Regret Minimization in Behaviorally-Constrained Zero-Sum Games
This work addresses a scalability issue in game theory for practitioners by providing efficient algorithms for computing equilibrium refinements, which are incremental improvements over existing methods.
The paper tackles the problem of computing Nash equilibrium refinements in extensive-form games, which address deficiencies in standard Nash equilibria by providing guarantees on off-equilibrium play. The authors develop a method based on counterfactual regret minimization that finds solutions with substantially better refinement properties while maintaining a convergence rate comparable to state-of-the-art Nash equilibrium algorithms.

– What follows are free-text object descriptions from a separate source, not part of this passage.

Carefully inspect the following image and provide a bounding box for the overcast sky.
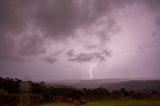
[0,0,160,81]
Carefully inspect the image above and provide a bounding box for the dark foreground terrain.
[0,77,160,106]
[39,100,160,106]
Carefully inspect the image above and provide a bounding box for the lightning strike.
[89,63,97,79]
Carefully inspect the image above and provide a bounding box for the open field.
[39,100,160,106]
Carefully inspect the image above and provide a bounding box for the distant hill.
[49,78,160,93]
[101,80,160,93]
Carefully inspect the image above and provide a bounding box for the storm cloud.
[0,0,125,61]
[69,49,111,62]
[0,0,160,80]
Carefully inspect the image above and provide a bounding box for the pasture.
[39,100,160,106]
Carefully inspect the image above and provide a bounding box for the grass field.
[39,100,160,106]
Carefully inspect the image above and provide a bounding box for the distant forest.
[0,77,160,106]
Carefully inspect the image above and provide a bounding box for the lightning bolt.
[89,63,97,79]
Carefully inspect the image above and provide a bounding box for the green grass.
[39,100,160,106]
[39,103,68,106]
[81,100,160,106]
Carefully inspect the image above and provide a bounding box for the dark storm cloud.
[51,50,63,57]
[66,49,74,57]
[84,44,98,50]
[0,55,23,62]
[0,0,29,61]
[155,17,160,27]
[152,17,160,39]
[102,49,112,57]
[33,0,115,40]
[144,0,160,11]
[148,0,160,43]
[69,50,111,62]
[19,35,46,56]
[43,56,57,64]
[42,50,63,63]
[0,0,136,61]
[1,0,160,80]
[69,53,93,62]
[144,0,160,33]
[0,0,28,35]
[0,0,40,61]
[144,0,160,29]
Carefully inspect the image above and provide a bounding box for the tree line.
[0,77,159,106]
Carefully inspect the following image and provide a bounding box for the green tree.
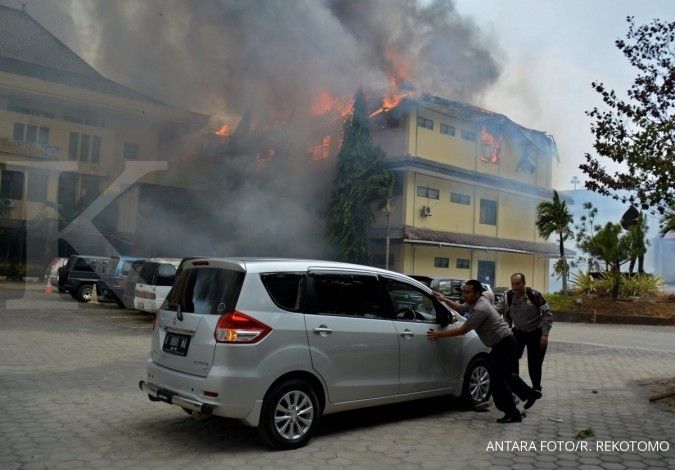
[580,17,674,226]
[536,190,574,295]
[574,202,602,273]
[363,170,394,268]
[660,207,675,236]
[581,222,633,300]
[327,90,392,264]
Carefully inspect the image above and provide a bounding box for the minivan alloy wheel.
[469,364,490,402]
[274,390,314,440]
[259,379,320,449]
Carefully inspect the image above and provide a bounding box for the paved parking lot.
[1,284,674,469]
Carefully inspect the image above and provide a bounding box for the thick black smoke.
[7,0,501,259]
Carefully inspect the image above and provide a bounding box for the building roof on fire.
[0,4,164,105]
[411,94,560,162]
[371,225,574,258]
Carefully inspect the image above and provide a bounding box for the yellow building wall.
[498,192,538,241]
[407,108,477,171]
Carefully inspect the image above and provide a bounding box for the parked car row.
[47,254,189,314]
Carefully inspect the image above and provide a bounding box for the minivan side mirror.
[432,299,451,327]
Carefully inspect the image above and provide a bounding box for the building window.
[456,258,470,269]
[481,127,501,164]
[417,116,433,130]
[12,123,50,146]
[8,103,55,119]
[124,143,140,160]
[68,132,79,160]
[434,257,449,268]
[27,171,48,202]
[1,170,24,200]
[91,136,101,163]
[417,186,439,199]
[26,125,38,143]
[480,198,497,225]
[79,134,90,162]
[69,132,101,162]
[440,123,455,136]
[38,127,50,146]
[13,123,24,141]
[450,192,470,205]
[63,114,105,127]
[461,129,476,142]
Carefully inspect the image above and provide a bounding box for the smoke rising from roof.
[8,0,502,259]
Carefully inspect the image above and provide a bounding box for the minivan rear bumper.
[139,380,213,414]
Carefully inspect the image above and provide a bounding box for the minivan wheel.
[462,358,491,408]
[259,379,320,450]
[76,284,94,303]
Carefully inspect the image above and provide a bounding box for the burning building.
[369,94,566,292]
[0,4,207,267]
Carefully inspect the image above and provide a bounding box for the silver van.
[140,258,491,449]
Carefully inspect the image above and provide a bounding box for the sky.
[453,0,674,190]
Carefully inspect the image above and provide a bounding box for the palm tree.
[536,190,574,295]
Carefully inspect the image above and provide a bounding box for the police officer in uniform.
[496,273,552,392]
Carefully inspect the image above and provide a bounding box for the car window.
[73,258,95,272]
[436,279,463,297]
[165,267,244,314]
[307,273,385,318]
[384,278,438,323]
[261,273,305,312]
[156,263,177,286]
[121,261,133,276]
[105,257,119,275]
[139,262,158,284]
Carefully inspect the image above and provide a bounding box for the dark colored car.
[122,260,148,310]
[59,255,111,302]
[100,256,146,308]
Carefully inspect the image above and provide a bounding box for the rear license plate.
[163,333,191,356]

No-regret learning has emerged as a powerful tool for solving extensive-form games. This was facilitated by the counterfactual-regret minimization (CFR) framework, which relies on the instantiation of regret minimizers for simplexes at each information set of the game. We use an instantiation of the CFR framework to develop algorithms for solving behaviorally-constrained (and, as a special case, perturbed in the Selten sense) extensive-form games, which allows us to compute approximate Nash equilibrium refinements. Nash equilibrium refinements are motivated by a major deficiency in Nash equilibrium: it provides virtually no guarantees on how it will play in parts of the game tree that are reached with zero probability. Refinements can mend this issue, but have not been adopted in practice, mostly due to a lack of scalable algorithms. We show that, compared to standard algorithms, our method finds solutions that have substantially better refinement properties, while enjoying a convergence rate that is comparable to that of state-of-the-art algorithms for Nash equilibrium computation both in theory and practice.